How To Support Someone In Crisis
When someone is experiencing a mental health crisis, the way others respond can significantly influence both safety and outcome. Crises can involve overwhelming emotions, confusion, fear, or distress. Approaching the situation with calm, compassion, and appropriate action can make a meaningful difference.
Prioritizing Safety
The first priority when helping someone in crisis is maintaining safety—for both the person in distress and yourself. If you ever feel that a situation is beyond your ability to manage safely, it’s appropriate to call emergency services. In the U.S., that includes options like:
- 911 for immediate danger
- 988, the Suicide & Crisis Lifeline
- Local mobile crisis teams (availability varies by location)
If at any point you no longer feel safe, stepping away is a valid and necessary choice. Personal safety must come first in any crisis situation.

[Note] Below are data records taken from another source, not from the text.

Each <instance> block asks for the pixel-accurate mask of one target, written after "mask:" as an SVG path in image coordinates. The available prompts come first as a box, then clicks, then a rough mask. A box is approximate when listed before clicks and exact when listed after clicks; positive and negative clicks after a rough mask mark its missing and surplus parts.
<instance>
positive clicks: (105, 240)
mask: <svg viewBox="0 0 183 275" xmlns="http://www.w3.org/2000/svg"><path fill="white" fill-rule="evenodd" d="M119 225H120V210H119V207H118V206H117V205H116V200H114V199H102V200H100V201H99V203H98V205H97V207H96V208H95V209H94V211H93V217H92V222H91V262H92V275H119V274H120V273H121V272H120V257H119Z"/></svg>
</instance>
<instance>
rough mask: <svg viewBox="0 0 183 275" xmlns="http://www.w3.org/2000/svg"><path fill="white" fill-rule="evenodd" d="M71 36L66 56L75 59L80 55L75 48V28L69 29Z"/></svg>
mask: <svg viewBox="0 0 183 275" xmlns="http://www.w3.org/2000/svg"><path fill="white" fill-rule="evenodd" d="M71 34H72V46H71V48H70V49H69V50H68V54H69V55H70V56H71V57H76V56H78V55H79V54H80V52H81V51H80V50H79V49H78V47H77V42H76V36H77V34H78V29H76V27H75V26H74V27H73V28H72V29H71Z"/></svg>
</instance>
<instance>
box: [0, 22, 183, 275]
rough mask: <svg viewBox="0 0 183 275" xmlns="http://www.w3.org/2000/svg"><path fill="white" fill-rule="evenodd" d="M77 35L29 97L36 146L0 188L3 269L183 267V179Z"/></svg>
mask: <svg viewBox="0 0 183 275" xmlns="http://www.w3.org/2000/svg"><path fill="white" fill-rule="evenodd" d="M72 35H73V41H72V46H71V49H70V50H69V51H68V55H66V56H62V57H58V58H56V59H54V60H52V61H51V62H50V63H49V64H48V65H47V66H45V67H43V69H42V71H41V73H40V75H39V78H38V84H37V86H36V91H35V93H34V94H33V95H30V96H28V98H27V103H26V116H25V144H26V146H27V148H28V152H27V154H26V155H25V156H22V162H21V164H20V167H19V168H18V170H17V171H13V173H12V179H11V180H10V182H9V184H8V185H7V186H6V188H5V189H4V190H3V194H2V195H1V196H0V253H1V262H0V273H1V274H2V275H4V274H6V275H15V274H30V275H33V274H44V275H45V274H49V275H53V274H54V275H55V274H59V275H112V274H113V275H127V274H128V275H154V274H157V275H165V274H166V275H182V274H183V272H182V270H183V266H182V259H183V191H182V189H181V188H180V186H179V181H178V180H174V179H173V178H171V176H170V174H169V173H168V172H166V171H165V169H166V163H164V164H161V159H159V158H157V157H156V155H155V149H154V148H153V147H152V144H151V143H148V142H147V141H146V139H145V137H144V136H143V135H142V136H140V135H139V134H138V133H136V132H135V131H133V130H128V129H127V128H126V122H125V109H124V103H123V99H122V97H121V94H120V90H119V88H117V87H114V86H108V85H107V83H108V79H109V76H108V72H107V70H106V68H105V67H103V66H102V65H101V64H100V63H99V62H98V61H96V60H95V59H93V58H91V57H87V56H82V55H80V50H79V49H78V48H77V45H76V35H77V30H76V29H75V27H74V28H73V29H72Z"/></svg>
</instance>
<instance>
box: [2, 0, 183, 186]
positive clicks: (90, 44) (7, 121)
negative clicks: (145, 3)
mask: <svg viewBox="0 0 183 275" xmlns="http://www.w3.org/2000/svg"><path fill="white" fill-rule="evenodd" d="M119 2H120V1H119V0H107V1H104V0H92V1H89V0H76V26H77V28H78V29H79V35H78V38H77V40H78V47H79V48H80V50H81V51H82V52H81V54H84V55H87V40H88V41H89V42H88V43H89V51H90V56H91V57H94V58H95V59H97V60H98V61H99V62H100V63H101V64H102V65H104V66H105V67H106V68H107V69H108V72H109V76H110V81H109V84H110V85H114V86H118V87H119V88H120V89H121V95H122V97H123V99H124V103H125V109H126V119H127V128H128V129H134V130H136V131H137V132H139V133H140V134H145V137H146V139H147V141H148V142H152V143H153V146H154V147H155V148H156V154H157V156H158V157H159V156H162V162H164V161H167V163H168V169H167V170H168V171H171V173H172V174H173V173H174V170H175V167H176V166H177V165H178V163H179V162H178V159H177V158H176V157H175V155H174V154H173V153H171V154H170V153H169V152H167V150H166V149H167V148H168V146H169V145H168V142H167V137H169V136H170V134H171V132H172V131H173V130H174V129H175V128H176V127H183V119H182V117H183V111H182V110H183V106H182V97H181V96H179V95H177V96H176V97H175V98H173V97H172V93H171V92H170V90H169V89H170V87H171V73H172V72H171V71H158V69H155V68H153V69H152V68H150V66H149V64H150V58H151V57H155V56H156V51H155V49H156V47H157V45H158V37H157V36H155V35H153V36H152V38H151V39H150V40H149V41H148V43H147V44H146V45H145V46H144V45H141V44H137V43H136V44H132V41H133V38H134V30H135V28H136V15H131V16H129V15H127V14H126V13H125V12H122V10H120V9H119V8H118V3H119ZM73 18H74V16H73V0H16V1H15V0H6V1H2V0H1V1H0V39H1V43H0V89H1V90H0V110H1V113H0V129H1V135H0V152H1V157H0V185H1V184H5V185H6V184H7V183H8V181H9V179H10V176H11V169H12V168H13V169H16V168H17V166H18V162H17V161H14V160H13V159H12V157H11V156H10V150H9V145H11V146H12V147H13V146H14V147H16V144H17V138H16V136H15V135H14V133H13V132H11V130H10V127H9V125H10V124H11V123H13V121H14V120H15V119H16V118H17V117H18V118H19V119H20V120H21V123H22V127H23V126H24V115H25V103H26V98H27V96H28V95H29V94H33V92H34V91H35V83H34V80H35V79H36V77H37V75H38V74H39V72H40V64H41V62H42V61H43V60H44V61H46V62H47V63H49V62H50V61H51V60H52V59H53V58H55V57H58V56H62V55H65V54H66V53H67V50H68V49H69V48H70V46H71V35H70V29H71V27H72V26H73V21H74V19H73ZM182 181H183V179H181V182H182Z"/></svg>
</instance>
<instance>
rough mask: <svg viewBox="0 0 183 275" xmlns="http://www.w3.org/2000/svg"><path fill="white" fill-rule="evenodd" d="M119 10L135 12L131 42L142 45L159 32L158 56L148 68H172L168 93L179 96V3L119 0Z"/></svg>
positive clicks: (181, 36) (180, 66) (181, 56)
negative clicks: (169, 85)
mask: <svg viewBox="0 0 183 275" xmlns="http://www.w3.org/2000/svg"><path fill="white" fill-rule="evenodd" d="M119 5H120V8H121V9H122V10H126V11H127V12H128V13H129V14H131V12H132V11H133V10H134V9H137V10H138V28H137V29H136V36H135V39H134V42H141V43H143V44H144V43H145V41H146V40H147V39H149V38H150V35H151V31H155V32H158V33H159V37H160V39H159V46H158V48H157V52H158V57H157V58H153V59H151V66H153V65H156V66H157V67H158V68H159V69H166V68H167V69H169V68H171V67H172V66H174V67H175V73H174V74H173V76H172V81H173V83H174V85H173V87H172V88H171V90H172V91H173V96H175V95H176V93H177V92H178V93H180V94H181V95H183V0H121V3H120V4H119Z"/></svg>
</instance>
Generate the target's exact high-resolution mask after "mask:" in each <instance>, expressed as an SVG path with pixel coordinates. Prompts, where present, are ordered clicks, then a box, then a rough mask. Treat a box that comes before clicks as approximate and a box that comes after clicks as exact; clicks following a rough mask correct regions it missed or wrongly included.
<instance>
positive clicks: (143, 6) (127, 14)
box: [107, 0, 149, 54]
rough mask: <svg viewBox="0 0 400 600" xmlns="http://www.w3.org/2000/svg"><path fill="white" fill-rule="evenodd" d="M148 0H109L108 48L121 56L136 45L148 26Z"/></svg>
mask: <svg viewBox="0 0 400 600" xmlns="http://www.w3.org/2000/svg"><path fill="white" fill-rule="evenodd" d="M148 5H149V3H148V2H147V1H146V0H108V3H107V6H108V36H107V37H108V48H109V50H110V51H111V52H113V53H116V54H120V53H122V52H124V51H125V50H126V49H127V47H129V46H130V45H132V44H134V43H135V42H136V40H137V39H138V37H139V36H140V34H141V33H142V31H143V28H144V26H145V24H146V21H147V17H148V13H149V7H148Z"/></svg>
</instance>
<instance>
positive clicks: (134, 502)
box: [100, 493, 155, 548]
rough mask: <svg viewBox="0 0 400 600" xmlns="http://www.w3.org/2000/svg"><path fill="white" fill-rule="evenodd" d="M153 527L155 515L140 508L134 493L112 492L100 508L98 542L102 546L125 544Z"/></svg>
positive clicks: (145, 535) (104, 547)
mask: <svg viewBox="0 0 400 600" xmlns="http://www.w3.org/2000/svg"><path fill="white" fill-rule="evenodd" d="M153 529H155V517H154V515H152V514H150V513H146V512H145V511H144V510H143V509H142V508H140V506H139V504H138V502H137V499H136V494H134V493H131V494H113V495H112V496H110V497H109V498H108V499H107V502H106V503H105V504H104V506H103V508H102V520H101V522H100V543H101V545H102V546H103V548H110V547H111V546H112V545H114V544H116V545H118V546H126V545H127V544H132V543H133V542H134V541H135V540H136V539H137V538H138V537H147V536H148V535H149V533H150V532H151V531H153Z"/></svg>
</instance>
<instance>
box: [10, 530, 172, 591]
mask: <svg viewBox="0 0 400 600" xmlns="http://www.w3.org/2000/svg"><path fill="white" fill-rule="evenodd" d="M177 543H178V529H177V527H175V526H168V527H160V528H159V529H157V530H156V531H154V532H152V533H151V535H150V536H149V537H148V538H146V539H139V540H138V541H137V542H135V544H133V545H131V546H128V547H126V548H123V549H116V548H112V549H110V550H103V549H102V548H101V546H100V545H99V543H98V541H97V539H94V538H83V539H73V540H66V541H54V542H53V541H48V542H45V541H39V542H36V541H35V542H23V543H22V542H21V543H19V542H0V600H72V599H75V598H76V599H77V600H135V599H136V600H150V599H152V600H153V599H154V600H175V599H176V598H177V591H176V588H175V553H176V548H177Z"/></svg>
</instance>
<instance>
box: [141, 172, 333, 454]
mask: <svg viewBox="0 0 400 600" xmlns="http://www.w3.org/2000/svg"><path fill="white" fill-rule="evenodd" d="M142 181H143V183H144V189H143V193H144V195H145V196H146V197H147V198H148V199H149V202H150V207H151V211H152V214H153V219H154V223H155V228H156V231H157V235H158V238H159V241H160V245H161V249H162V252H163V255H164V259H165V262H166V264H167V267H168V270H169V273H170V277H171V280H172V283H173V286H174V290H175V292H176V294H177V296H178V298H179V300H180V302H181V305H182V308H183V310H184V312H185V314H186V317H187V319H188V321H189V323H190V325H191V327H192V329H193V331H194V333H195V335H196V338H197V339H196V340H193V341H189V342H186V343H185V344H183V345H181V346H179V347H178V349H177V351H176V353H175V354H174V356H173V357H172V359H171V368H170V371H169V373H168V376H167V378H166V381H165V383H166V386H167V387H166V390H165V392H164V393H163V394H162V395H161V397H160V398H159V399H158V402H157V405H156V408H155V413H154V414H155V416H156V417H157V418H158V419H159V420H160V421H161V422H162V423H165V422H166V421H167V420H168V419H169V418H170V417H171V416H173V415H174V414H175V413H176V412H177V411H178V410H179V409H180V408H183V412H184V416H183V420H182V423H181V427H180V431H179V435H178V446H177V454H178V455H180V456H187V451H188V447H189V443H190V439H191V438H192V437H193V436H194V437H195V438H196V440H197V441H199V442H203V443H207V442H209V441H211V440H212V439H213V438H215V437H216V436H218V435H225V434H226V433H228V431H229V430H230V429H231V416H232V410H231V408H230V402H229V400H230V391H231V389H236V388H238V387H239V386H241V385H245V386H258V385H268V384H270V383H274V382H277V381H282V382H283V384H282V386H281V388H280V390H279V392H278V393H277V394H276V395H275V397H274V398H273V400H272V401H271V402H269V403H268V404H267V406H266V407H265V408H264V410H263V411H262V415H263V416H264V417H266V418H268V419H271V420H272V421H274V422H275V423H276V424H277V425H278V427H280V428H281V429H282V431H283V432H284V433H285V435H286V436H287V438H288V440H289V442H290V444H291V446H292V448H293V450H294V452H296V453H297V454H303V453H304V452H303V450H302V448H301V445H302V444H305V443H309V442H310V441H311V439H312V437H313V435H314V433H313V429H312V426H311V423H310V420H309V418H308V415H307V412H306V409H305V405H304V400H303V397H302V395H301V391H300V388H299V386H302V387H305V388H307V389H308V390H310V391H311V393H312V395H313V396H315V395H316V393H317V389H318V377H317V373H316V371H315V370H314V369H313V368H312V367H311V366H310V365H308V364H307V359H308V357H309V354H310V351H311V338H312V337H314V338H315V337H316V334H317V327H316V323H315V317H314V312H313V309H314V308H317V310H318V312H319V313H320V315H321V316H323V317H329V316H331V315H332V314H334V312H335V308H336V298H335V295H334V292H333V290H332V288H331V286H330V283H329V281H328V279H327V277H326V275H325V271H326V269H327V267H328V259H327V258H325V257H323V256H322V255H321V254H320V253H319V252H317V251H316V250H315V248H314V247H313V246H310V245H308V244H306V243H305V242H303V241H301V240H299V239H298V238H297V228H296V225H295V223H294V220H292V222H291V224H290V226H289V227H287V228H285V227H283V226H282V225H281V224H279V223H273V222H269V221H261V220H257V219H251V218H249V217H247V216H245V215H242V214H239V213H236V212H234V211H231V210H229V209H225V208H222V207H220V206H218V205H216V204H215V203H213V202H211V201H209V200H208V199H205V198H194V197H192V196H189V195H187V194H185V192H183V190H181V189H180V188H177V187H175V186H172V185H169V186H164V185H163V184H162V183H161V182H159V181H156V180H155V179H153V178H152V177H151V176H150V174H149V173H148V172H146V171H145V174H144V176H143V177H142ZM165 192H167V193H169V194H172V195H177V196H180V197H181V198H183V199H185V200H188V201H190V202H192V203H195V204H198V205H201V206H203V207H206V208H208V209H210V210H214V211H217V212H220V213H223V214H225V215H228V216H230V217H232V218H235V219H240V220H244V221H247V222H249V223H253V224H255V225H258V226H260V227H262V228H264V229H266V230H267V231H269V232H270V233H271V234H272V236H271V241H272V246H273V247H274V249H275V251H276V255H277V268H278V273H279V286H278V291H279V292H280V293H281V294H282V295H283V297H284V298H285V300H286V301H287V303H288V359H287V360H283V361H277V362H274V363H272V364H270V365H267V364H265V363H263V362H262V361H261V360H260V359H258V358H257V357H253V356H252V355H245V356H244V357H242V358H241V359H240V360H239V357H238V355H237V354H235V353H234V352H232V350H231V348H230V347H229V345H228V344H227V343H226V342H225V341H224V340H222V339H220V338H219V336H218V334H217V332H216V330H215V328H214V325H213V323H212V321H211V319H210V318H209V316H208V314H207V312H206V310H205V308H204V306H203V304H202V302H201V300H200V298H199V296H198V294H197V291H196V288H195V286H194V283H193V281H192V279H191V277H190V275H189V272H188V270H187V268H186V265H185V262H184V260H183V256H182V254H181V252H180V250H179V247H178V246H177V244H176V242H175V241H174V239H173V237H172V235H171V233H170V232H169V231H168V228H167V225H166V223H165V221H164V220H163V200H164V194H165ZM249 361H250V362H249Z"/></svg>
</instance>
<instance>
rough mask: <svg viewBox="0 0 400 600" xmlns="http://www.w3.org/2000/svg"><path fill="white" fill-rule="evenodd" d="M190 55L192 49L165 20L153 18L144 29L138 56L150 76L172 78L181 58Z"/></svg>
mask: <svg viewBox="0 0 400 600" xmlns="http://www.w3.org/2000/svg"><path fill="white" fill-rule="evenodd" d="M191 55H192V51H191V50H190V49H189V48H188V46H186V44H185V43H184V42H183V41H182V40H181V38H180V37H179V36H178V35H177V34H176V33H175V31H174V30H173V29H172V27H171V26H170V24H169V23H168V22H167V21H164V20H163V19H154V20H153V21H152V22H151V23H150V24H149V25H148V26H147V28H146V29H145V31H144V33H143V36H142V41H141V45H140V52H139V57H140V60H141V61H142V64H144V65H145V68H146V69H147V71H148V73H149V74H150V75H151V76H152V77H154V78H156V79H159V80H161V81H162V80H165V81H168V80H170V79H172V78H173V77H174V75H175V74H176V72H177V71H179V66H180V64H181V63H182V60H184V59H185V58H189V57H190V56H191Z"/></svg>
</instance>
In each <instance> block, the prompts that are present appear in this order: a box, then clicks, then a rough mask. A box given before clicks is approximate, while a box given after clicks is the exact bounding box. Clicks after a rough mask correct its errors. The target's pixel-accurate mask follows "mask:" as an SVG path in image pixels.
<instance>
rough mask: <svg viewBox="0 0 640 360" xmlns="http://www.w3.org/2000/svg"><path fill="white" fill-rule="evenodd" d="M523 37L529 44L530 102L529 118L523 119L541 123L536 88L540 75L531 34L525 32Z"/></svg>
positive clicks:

Communicating Calmly & Effectively
The way you carry yourself—both in words and body language—can influence whether a situation escalates or settles. When someone is in crisis, keeping your voice calm and your presence non-threatening is key.
Tips for Nonverbal Communication:
- Maintain a low, steady tone of voice
- Avoid sudden movements
- Keep your hands visible
- Do not cross your arms or stand too close
- Try to remain open, calm, and neutral in your posture
Even if you are feeling nervous, appearing composed can help the person in crisis feel more at ease.
Creating A Safe Environment
Sometimes, the physical environment itself can contribute to distress. If it’s safe and appropriate to do so, consider adjusting the setting to reduce stressors.
For example:
- Remove sharp objects or harmful items from the area
- Encourage moving to a quieter, more private space
- Avoid crowding or making the person feel cornered
A small shift in surroundings—such as stepping away from a loud train platform to a quieter stairwell—can create a calmer space where the person may feel more supported.
Using Supportive And Validating Language
When someone is in crisis, it’s helpful to focus less on “fixing” the problem and more on listening. Active listening and simple, validating statements can help de-escalate intense emotions.
Examples of supportive phrases include:
- “I can hear that you’re feeling overwhelmed right now.”
- “This sounds really hard.”
- “It’s okay to be upset.”
- “Thank you for trusting me enough to share this.”
These kinds of responses show empathy and respect without dismissing the person’s experience. Asking open-ended questions, such as “Can you tell me more about what’s going on?” can also give the individual space to express themselves.
Helping someone in crisis requires patience, presence, and sometimes, professional intervention. By focusing on safety, calm communication, and compassionate listening, it’s possible to support someone through an incredibly difficult moment while also maintaining your own wellbeing.
*For information purposes only. Always consult a healthcare, financial, investing, tax, or legal professional, as this article is not a comprehensive resource on these topics, should not be relied upon, and should not be considered medical, financial or legal advice.